President Enrique Peña Nieto's Institutional Revolutionary Party (PRI, as abbreviated in Spanish) seems to have won the country's elections held in Mexico on Sunday, where 83 million citizens were called on to vote and choose who would sit in the 500-member lower chamber of parliament, nine state governorships and more than 1,600 other officials.

Despite calls to boycott the election, amid corruption scandals and the murder of candidates and campaign officials, the country's National Institute of Statistics confirmed that 48% of the citizens cast their votes, in the highest level of turnout since 1997.

Read more: UK oil majors eyeing enhanced partnerships in Mexico, says Pemex official

With 60% of the votes counted, projections pointed to the PRI taking around 30% of all the votes, giving it between 246 and 263 seats, followed by the opposition right-wing conservative party PAN, who got 22% of the votes, and leftist PRD, in third place.

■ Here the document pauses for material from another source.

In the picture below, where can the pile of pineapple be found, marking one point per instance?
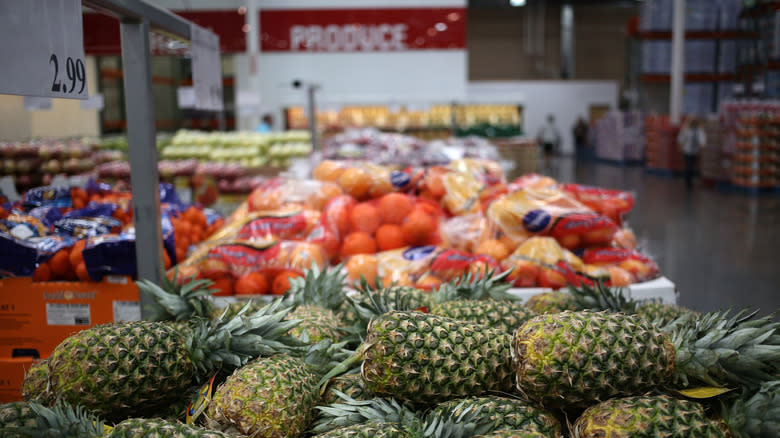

Jaime Rodriguez Calderon, an independent candidate also known as “El Bronco, won the election in Nuevo León State, the second wealthiest state in the country, for the first time since legal changes allow that.

Voting was largely peaceful, although some activists set fire to ballot boxes in the states of Oaxaca, Chiapas and Guerrero, where a former mayor was also shot dead.

The election was seen by some as a prelude to the country's general election that was due to be held in 2018.

It comes amid a government push for legislation aimed at encouraging investment in rural areas.